“You can’t park there! It is a handicap spot!” I interrupted Howard’s turn toward the space. He reluctantly reconsidered and found another parking place.
“That was a parking place!” he insisted, “It wasn’t handicapped!” I maintained that it was, since I’d seen the big blue wheelchair painted on the surface. “Will you promise not to get mad if I show you I’m right?” he asked, but certain of myself, I told him yes, if he would not get mad when he found I was right.
His eyes widened when he saw the spot, but he said, teasing, “I only said it was a parking place, and it is!” I reminded him that he said it wasn’t handicapped, so I was right.
Things are not always what they seem. Though we enjoyed the verbal sparring about the parking place, I sometimes think the enemy distorts our perspective and doesn’t miss a chance to spoil things for us. For instance, at church the other evening, my husband entered the pulpit in a victorious mode. “Praise the Lord!” he exclaimed, waving his arm enthusiastically.
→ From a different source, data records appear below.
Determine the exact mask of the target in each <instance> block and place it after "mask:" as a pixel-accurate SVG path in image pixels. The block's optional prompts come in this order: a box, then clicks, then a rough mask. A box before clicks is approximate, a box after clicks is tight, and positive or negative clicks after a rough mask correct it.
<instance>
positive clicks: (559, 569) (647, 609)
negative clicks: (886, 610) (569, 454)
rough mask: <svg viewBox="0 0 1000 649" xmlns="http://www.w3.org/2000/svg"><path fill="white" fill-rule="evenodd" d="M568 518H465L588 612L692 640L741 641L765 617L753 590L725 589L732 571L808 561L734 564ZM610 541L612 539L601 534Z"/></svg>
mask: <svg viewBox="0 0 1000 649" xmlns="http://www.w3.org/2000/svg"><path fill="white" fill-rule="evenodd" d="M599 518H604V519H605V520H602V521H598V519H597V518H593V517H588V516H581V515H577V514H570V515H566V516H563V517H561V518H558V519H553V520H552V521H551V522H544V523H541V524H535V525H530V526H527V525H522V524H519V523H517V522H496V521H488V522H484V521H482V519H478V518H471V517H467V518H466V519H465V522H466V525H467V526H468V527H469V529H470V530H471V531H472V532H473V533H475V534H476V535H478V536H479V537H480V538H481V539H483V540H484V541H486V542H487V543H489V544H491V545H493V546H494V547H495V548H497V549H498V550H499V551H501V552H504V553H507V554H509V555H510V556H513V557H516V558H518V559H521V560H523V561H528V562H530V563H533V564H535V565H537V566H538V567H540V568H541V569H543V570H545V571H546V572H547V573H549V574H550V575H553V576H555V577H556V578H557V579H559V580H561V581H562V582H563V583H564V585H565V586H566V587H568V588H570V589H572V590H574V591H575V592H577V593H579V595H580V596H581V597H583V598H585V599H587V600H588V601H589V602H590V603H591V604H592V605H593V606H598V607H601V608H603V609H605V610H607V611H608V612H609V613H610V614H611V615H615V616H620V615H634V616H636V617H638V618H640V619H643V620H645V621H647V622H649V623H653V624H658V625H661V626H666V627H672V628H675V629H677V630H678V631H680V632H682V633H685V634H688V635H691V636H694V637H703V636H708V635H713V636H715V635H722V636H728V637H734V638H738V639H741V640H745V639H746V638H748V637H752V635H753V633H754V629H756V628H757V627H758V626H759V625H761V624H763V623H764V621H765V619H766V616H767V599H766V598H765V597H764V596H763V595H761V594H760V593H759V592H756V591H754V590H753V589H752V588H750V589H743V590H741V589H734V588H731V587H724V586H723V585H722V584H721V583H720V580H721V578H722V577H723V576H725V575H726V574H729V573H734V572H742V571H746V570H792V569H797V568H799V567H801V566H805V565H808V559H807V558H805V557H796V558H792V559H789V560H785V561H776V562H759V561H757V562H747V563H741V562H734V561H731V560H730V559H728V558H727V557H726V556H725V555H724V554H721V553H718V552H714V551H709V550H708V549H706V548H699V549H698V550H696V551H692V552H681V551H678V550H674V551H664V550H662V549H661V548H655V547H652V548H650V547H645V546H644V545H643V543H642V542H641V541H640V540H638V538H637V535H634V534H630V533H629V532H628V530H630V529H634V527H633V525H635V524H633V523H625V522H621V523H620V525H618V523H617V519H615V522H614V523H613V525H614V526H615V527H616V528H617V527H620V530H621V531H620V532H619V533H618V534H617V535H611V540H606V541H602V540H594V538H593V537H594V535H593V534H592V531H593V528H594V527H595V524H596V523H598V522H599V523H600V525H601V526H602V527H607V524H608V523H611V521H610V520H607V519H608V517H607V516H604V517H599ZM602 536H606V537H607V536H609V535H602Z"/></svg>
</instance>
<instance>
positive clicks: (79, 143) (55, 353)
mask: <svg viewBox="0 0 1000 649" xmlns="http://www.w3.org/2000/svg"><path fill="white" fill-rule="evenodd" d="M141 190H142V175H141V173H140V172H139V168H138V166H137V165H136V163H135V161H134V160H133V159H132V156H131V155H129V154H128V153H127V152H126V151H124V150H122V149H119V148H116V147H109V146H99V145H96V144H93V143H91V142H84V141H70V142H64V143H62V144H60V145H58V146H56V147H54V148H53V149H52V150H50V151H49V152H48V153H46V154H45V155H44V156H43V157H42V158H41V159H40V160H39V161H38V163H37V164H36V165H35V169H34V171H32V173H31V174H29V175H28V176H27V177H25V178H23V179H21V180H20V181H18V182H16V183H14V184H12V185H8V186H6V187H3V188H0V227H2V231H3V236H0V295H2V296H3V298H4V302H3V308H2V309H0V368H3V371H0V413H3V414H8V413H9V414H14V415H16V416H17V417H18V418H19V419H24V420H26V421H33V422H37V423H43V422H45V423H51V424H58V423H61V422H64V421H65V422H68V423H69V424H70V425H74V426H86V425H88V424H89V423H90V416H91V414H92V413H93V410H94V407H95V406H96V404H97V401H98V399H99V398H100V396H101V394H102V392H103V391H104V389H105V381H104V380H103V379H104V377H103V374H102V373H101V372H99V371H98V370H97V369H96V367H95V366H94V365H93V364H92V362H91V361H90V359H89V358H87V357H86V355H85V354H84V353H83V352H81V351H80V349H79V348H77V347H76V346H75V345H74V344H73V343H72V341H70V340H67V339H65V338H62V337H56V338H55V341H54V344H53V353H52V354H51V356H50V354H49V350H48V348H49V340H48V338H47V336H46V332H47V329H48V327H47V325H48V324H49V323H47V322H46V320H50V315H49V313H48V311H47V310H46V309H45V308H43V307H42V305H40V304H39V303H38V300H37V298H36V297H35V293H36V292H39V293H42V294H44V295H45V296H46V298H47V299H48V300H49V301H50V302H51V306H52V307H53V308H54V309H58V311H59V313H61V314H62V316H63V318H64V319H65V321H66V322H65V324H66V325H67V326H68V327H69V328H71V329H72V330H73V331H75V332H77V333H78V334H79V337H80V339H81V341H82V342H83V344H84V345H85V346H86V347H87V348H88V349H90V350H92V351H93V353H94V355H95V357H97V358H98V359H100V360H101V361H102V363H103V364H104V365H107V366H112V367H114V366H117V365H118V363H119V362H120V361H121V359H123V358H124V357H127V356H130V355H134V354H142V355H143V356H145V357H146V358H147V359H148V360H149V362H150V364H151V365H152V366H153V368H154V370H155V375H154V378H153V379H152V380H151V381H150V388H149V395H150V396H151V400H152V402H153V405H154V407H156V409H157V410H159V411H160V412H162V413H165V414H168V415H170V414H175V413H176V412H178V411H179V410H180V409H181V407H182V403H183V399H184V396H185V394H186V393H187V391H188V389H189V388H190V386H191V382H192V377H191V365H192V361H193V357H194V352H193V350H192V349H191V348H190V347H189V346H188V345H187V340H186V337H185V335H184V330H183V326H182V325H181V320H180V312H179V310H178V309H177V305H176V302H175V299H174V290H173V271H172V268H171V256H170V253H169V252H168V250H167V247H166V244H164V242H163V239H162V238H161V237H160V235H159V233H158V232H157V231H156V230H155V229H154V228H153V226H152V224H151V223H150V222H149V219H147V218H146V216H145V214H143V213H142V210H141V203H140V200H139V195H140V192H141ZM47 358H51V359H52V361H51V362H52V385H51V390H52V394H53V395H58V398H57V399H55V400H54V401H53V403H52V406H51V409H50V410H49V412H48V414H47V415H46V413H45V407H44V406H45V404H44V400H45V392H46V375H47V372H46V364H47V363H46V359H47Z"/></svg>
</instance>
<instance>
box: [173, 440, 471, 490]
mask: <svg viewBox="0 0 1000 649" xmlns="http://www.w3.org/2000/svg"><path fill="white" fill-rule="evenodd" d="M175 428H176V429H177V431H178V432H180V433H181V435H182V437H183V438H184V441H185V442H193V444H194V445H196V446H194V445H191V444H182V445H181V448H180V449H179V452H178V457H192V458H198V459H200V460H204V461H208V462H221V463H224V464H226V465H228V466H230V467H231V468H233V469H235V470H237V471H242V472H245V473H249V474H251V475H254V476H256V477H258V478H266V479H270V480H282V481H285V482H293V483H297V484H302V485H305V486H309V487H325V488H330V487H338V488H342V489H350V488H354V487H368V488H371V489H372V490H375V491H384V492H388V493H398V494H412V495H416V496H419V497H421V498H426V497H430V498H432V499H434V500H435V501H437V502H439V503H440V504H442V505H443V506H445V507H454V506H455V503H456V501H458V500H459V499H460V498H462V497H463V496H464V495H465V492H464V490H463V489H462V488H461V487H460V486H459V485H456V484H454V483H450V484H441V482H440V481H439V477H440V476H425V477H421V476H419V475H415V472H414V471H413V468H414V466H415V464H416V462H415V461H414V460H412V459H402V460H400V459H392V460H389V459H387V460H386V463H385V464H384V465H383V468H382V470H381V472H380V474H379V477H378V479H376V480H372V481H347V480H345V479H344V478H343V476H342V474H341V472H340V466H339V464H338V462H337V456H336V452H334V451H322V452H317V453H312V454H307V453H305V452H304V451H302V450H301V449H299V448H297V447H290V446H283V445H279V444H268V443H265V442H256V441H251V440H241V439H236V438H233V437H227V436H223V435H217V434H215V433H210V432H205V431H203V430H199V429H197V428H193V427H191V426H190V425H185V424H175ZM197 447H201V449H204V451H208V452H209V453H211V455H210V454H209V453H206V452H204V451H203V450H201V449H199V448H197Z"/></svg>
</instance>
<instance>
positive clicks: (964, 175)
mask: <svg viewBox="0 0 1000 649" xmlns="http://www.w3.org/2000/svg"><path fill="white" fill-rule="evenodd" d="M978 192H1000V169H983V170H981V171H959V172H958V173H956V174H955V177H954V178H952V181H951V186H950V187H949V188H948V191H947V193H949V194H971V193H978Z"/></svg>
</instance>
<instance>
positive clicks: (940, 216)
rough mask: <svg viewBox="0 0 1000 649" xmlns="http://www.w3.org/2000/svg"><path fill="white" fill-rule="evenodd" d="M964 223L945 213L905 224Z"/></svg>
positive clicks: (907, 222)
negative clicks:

The more he moved his arm, and it seemed interminable to me, the more the hem of his long-sleeved knit shirt looked strange. It seemed to be unraveling, with part of the sleeve hem drooping at his wrist.
Stop singing! I thought. But he sang and pumped his arm even more. My eyes were glued to his wrist, and I was sure everyone else’s were, too. Was it my imagination? Was the sleeve only tucked under a little, making a wrinkle? I tried to look away, willing my mind back upon the words we were singing.
Why is this bothering me so? I asked myself. But I could just imagine the disparaging thoughts the church ladies were thinking: Why doesn’t she make sure his clothes are in good repair? (In reality, I do well to get myself ready, and trust him to do the same, although I usually spot a wardrobe mistake before we leave.) Sometimes the hem looked normal, and I would relax, only to have it pop out again. My eyes seemed to playing tricks on me.
At last Howard gave the microphone to someone else and sat down. Unbelievably, his sleeve looked perfectly fine, then. When I examined it as he took his seat, nothing was wrong! “Why did your sleeve look funny up there?” I asked him later. He said he had turned it under! No wonder it was slipping out!
Well, at least the hem hadn’t come loose. We had a wonderful service and I was ashamed of my useless embarrassment. Lord, forgive me of pride and help me in “Casting down imaginations, and every high thing that exalteth itself against the knowledge of God, and bringing into captivity every thought to the obedience of Christ.” 2 Corinthians 10:5.